It violates the Principle of Least Astonishment, because we have it ingrained in ourselves (whether for good or bad) that whitespace Does Not Matter in a programming language. Whitespace is one of those issues that has been left up to personal style.
I still have bad memories back from being a student of learning the hard way that 8 spaces is not equivalent to a tab in a Makefile... Ah, the sleep I lost...
The only valid reason I have come across is that refactoring using cut-and-paste (not copy) without refactoring tools (or syntax-aware cut-andpaste), can end up changing semantics if an easy mistake is made.

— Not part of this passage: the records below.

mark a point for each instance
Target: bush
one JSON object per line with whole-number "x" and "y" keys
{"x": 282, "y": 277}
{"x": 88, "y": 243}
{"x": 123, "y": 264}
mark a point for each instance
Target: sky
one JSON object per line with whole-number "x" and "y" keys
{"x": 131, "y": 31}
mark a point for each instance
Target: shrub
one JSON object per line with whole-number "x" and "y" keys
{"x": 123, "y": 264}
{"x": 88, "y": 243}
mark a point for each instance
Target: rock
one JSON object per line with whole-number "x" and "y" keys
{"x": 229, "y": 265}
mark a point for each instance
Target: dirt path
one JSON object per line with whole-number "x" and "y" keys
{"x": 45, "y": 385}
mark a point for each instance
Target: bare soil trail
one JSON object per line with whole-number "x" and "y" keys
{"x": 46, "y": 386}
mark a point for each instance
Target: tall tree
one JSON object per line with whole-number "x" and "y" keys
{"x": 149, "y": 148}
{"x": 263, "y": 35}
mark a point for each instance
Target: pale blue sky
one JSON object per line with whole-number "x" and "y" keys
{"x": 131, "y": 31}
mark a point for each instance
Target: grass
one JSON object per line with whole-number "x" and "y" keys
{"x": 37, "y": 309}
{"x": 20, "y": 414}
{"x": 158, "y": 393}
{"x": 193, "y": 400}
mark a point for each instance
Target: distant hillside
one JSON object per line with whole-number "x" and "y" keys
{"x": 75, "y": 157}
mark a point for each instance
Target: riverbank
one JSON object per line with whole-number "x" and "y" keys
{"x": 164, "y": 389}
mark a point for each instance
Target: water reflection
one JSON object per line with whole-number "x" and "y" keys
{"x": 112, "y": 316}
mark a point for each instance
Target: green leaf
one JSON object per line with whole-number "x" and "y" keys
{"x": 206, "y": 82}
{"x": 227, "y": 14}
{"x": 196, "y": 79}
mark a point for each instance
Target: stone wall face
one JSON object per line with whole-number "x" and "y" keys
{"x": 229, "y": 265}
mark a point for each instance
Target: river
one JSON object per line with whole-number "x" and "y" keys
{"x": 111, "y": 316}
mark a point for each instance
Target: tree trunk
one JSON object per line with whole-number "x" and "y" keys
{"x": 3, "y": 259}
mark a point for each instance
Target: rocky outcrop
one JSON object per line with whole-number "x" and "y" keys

There are several different types of whitespace (spaces, tabs, weird unicode characters, carriage returns, line breaks, etc.), they aren't necessarily visually distinct, and languages and editors may treat them capriciously. This isn't an argument against well-designed whitespace semantics, but many people are against all forms of it simply because of the possibility of poor design.
People hate it because it violates common sense. Not a single one of the replies I have read here decided that it was ok to simply forgo periods and other punctuations. In fact the grammar has been very good. If the nonsense about indentation actually carrying the meaning were true we would all just forget about using punctuations entirely.
No one learned that newlines terminate a sentence in a horizontal language like English, instead we learned to infer when a sentence ended regardless of whether or not the punctuation was present or not.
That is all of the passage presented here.